It doesn’t really surprise me when I meet people who don’t budget. I’ve been at it for so long and it’s become such a major part of my life that it’s rare I go a day without thinking about budgeting. But, I wasn’t always like that.
At one point in my life, I was one-half of a newly married couple that was 100K in debt! Deciding to set and stick to a firm budget changed our lives, our relationship, and our future.
If you haven’t yet started budgeting, I’d suggest giving it a shot – especially if you are in one of the following groups!
Budgeting is important for young adults as they begin to navigate life on their own. They’ll be faced with new expenses like student loan payments and possibly rent for the first time.
For many, this is the stage of life where either positive or negative money habits will begin to form. If positive habits form in early adulthood, those habits are likely to remain throughout their lives.
Young adults may begin planning for larger expenses like a wedding, purchasing a first home or car. These are all expenses that are much easier to navigate when budgeted for.
Newly Married Couples
A budget is really helpful for newly married couples because they may be merging bank accounts, spending habits, and even debt for the first time.

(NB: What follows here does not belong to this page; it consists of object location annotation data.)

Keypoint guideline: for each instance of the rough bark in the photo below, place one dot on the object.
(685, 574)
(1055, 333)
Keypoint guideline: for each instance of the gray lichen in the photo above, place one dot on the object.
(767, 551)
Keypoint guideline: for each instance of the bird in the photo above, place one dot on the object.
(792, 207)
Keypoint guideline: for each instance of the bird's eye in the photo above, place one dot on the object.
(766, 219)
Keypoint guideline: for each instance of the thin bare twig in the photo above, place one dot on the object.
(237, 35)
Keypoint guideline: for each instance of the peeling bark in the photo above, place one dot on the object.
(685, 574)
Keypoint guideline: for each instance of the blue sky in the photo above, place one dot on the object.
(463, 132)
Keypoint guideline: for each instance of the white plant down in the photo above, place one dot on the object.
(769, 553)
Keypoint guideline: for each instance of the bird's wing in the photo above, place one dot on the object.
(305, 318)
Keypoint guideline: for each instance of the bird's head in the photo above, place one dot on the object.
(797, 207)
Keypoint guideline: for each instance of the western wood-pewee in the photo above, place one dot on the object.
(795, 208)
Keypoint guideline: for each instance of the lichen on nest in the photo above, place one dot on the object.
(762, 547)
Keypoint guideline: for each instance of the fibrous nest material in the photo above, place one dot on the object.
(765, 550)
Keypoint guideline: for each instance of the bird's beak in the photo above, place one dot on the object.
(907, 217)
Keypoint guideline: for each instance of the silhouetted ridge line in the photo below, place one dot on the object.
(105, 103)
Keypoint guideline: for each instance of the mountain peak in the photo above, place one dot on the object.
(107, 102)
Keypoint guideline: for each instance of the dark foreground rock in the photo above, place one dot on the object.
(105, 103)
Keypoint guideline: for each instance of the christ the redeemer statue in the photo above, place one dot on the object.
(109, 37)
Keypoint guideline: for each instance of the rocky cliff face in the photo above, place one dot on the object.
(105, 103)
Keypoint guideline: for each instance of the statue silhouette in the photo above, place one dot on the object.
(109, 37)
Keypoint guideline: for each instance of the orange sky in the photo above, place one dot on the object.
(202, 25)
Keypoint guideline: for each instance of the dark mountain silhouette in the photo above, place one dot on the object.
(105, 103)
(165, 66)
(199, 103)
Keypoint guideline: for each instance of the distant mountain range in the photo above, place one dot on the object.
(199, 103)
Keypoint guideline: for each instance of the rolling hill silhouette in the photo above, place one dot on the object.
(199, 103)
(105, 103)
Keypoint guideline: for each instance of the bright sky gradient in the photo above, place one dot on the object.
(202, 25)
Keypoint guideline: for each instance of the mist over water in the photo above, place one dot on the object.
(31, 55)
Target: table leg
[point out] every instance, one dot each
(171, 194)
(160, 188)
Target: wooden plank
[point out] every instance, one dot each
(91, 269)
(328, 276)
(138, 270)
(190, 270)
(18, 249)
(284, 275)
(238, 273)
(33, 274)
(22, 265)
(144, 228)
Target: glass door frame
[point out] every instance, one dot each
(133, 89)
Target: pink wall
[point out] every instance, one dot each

You could have a situation where one of the partners was a budgeter prior to the coupling and the other wasn’t, where neither has ever followed a budget, or where both are dedicated budgeters.
A newly married couple may be paying off large bills from a wedding and/or honeymoon. They may be considering purchasing a new “Forever” home.

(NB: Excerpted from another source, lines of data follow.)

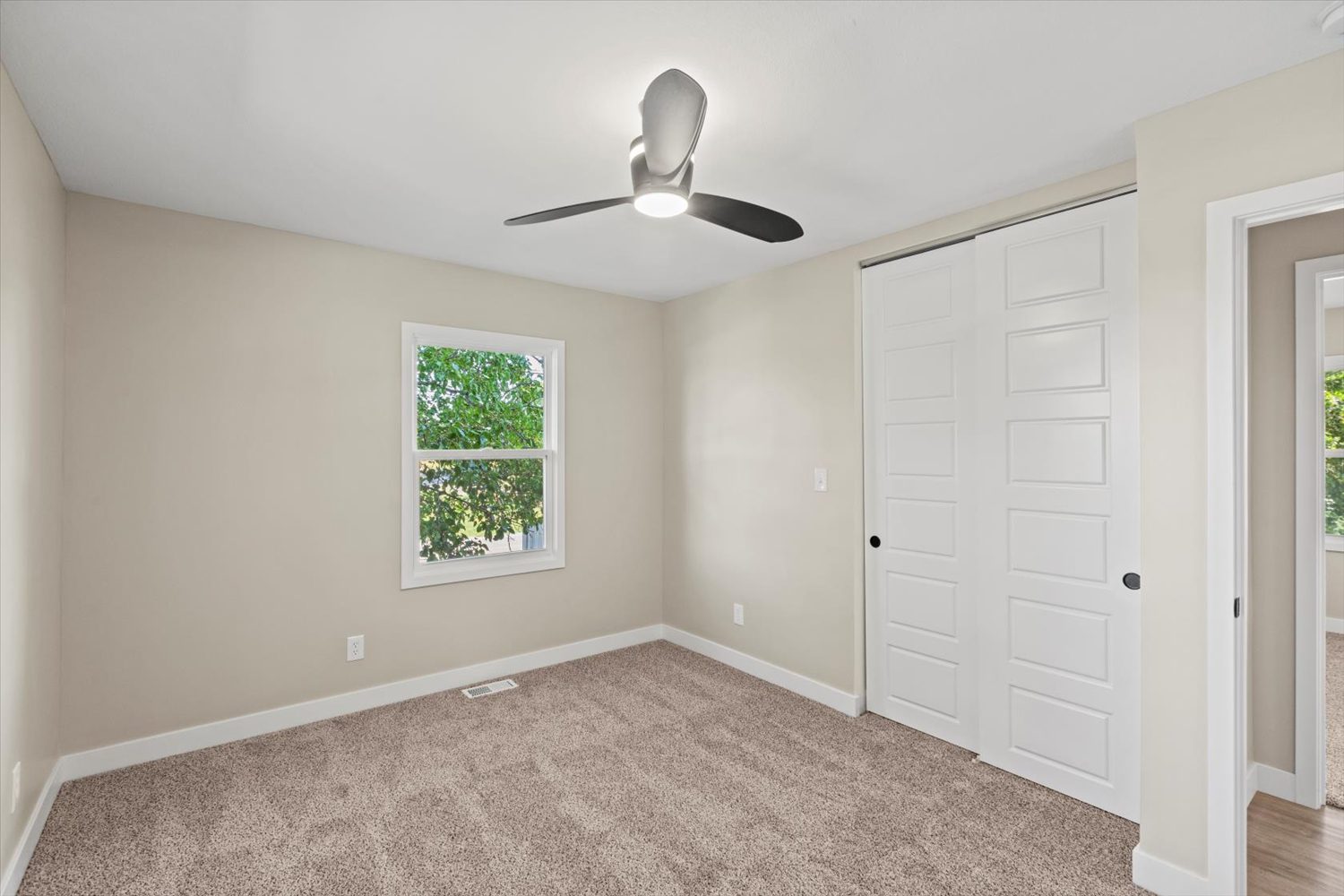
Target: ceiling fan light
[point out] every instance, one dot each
(660, 203)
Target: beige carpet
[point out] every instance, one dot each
(1335, 720)
(650, 770)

They are at a high risk of falling into poor spending habits as they may now have a newly combined income and the freedom and desire to eat out often, travel freely, and shop at will.
It is especially important to learn budgeting as a newly married couple begins to consider growing their family.

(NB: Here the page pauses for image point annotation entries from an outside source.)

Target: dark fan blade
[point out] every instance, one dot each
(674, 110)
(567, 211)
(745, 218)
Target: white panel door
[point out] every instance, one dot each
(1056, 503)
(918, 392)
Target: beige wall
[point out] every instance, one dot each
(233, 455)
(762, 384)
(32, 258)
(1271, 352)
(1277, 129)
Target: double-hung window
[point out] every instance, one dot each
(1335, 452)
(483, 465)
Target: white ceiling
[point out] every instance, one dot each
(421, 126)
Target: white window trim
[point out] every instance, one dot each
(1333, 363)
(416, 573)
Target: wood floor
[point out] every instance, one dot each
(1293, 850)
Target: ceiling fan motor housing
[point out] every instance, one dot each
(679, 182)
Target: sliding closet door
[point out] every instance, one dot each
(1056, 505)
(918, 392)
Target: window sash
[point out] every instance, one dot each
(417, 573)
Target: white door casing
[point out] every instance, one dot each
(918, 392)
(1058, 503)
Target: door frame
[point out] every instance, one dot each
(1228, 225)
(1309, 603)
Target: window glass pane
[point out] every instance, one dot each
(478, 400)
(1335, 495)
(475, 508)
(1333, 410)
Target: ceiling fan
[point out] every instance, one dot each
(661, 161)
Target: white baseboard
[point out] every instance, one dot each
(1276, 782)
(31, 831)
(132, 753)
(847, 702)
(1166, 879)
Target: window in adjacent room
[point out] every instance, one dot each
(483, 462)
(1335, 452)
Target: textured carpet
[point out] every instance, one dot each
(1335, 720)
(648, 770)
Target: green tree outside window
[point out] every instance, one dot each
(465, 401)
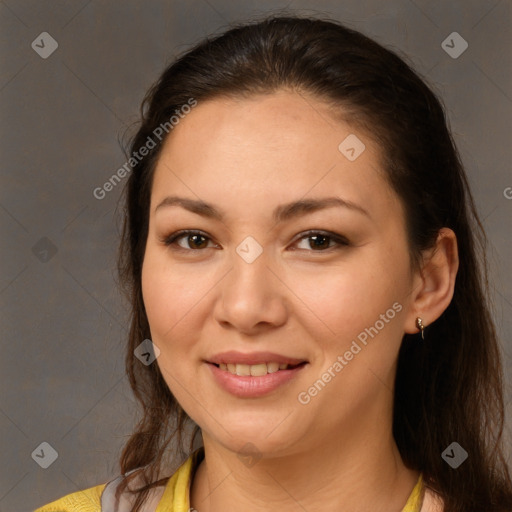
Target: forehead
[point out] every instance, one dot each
(270, 148)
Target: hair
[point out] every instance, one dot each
(449, 387)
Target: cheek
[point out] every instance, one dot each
(170, 294)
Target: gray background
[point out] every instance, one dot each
(64, 324)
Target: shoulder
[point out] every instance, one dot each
(87, 500)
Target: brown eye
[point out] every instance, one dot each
(320, 241)
(193, 240)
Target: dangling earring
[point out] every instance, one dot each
(419, 325)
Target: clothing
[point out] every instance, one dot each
(173, 498)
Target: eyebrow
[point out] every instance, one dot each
(281, 213)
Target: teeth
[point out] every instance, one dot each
(254, 370)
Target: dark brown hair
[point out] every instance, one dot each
(448, 388)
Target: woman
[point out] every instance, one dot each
(302, 249)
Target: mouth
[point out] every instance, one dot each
(256, 370)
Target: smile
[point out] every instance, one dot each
(255, 370)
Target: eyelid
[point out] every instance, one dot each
(340, 240)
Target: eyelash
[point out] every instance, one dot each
(338, 239)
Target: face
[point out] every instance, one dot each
(322, 288)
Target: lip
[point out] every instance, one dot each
(253, 387)
(233, 357)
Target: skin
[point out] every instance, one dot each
(247, 156)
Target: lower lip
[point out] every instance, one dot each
(252, 387)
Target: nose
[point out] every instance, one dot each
(252, 297)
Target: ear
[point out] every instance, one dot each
(434, 283)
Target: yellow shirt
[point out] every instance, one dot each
(175, 497)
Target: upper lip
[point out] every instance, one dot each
(234, 357)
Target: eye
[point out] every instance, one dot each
(194, 239)
(319, 241)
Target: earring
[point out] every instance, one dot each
(419, 325)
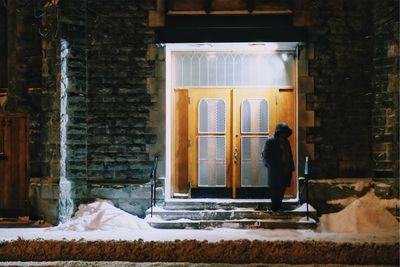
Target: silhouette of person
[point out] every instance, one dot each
(277, 157)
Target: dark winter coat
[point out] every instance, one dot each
(277, 157)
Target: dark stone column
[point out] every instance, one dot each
(385, 116)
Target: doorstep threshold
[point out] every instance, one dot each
(227, 200)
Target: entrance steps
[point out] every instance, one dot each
(198, 214)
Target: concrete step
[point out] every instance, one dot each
(226, 204)
(293, 223)
(232, 214)
(231, 218)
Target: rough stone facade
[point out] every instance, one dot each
(341, 35)
(115, 100)
(385, 112)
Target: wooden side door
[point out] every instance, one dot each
(254, 120)
(256, 113)
(210, 152)
(13, 164)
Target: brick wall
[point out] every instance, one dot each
(385, 112)
(340, 33)
(118, 101)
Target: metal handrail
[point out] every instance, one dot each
(306, 179)
(153, 183)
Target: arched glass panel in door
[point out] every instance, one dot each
(254, 127)
(212, 142)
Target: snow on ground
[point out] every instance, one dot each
(364, 220)
(102, 215)
(367, 214)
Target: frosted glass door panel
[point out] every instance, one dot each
(212, 161)
(212, 116)
(253, 172)
(255, 116)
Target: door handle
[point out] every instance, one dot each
(235, 155)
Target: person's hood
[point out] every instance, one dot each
(283, 129)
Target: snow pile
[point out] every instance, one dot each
(367, 214)
(102, 215)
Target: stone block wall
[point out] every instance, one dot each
(115, 100)
(340, 71)
(118, 99)
(385, 112)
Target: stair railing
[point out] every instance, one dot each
(306, 180)
(153, 185)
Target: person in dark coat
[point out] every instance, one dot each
(277, 157)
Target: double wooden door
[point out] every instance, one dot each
(219, 135)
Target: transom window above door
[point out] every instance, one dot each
(267, 65)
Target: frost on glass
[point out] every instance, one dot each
(253, 172)
(212, 163)
(212, 116)
(227, 69)
(254, 117)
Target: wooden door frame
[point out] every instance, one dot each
(169, 108)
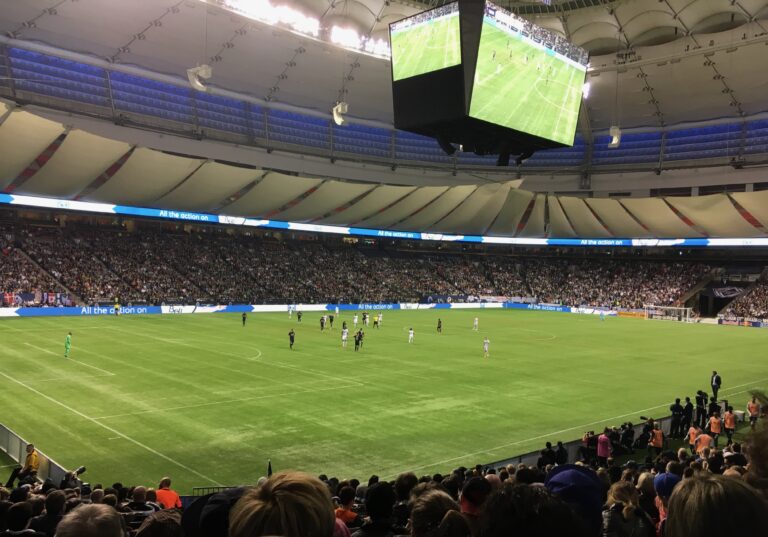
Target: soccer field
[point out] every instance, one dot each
(207, 401)
(525, 88)
(426, 47)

It is beyond necessary for every family to have a budget. Families need to know how much money is coming in and going out each month. When a couple adds kids to the mix, the spending and needs expand. Without a clear picture of what is going where, things can get sticky really fast.
The more people in the family and depending on the ages of the kids, the possibility for unexpected expenses increase.
Additionally, kids are expensive. People don’t just say that to be funny, it’s true! Have you seen the prices for organized sports and summer camps? These are often expenses you’ll need to plan for far in advance.
Other large expenses families need to budget for – travel. The cost of traveling exponentially increases (especially by plane) the more people you add to the family. Your weekly grocery bill will also explode with both an infant (formula and diapers) and teenagers (they eat allllll the food, seriously).
Using budgeting strategies to prepare for these things in advance will keep your family protected in the event of a crisis.
Single adults can also greatly benefit from a set budget. Oftentimes, single adults find themselves supporting themselves as well as dependent children on one income. There may also be a mortgage and car payment to consider.
For a single adult supporting a family on one income, an unexpected crisis can be completely devastating. Having a budget where you regularly add to your savings could be a true life saver.
Even kids should be learning about budgeting! I know they might seem young but I promise you, it will be worth it. The earlier you begin to teach your kids the value of money, the better set up they’ll be in their adult life.
Since my kids were 4 and 6 years old, I’ve had them use piggy banks to start teaching them the concept of earning and saving their money to pay for things. Now that they are 9 and 11, I’m working on introducing the concept of budgeting with them.⠀
I’ve created a great system for us and you can check it out here. I’m sure it will evolve over time but for now, they are learning the basics of what I want them to learn and practice as adults.⠀
When kids learn budgeting strategies at an early age, they will bring those habits with them into adulthood.